2 01_1,02_0,04_0,...
1 01_1,02_1,03_0,...
... ...

Each meta-chromosome is a list of SNPs (indexed by their column numbers in your haplotype file) and their corresponding alleles (0 or 1).

Perform the initial overlap with at least 50 overlaps per job by running:

bsub -P ChromosomeOverlap -J ChromosomeOverlap_iteration_sub_parallel.v3.Iteration000 -oo ChromosomeOverlap_iteration_sub_parallel.v3.Iteration000.out -eo ChromosomeOverlap_iteration_sub_parallel.v3.Iteration000.err -R "rusage[mem=512]" "sh ChromosomeOverlap_iteration_sub_parallel.v3.sh \"${NAME}\" 2 \"${Pattern}\" 50 0"

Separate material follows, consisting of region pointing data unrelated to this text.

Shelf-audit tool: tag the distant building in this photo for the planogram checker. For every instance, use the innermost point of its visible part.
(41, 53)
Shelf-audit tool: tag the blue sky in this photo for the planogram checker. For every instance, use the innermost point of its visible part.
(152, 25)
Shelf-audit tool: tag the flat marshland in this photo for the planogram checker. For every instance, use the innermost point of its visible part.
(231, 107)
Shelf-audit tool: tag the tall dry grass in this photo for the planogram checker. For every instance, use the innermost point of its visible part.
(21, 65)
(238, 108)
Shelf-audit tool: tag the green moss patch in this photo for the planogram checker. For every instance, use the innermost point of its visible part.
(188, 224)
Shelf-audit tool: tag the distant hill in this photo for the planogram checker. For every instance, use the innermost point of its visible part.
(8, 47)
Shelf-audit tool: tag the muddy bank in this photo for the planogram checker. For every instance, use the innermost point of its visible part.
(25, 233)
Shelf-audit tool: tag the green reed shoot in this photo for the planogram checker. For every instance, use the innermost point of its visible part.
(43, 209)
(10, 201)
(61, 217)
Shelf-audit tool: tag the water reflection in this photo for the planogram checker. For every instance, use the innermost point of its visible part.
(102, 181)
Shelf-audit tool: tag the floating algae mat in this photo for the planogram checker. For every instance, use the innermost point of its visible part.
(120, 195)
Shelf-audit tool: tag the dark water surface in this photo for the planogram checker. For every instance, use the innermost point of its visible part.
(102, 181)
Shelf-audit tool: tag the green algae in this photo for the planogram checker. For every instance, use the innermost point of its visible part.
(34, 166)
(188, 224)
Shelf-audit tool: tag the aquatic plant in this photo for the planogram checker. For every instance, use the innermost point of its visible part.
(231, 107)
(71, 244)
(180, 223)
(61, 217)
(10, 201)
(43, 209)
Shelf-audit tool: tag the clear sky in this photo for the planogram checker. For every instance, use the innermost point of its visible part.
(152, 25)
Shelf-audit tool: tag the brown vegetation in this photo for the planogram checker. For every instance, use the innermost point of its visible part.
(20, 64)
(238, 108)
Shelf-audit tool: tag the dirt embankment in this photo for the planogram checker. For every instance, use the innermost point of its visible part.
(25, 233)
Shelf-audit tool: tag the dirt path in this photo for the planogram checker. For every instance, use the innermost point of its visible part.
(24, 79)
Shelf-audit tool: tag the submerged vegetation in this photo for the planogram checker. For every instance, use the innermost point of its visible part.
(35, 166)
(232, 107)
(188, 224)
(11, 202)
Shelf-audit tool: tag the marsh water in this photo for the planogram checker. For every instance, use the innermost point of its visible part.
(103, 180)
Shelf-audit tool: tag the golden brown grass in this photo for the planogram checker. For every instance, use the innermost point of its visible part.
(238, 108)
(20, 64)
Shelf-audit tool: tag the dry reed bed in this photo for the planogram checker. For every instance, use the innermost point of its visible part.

The overlaps are partioned to nodes using index2combo2.R, which assigns a unique multiindex i_1,i_2,...,i_sigma corresponding to the Ith overlap of $SIGMA chromosomes in a σ-dimensional triangular array:

RScript index2combo2.R I=starting_index n=total_number_of_chromosomes sigma=$SIGMA

The value 50 indicates that the total number of overlaps per job should be 50, which value doubles until the total number of jobs required to complete all pairwise overlaps is below a threshold MAX_JOBS; 2 indicates that the overlaps should consist of two chromosomes each; and 0 indicates that no overlaps have been completed yet (corresponding to Iteration000).  The output of this step is a file Pattern_combined.Iteration001.${NAME}_${PATTERN}.txt, containing counts of meta-chromosomes and their corresponding SNP-alleles, and another file Closed_patterns_stats.${NAME}_${PATTERN}.txt, which keeps track of all the closed patterns found so far and the iteration at which they were discovered.  The program automatically halts after completing iteration 1 to allow the user to apply p-value-based filtering.

Filtering

Get the segregation of each pattern discovered at iteration 1 in Closed_patterns_stats.${NAME}_${PATTERN}.txt between cases and controls using:

bsub -P ChromosomeOverlap -J ChromosomeOverlap_haplotype_count_sub.v5.Iteration001 -oo ChromosomeOverlap_haplotype_count_sub.v5.Iteration001.out -eo ChromosomeOverlap_haplotype_count_sub.v5.Iteration001.err -R "rusage[mem=256]" "sh ChromosomeOverlap_haplotype_count_sub.v5.sh haplotype_estimates.cases.{NAME}.txt,haplotype_estimates.controls.${NAME}.txt Closed_patterns_stats.${NAME}_${PATTERN}.txt 50 \"1\" \"Iteration001.${NAME}\""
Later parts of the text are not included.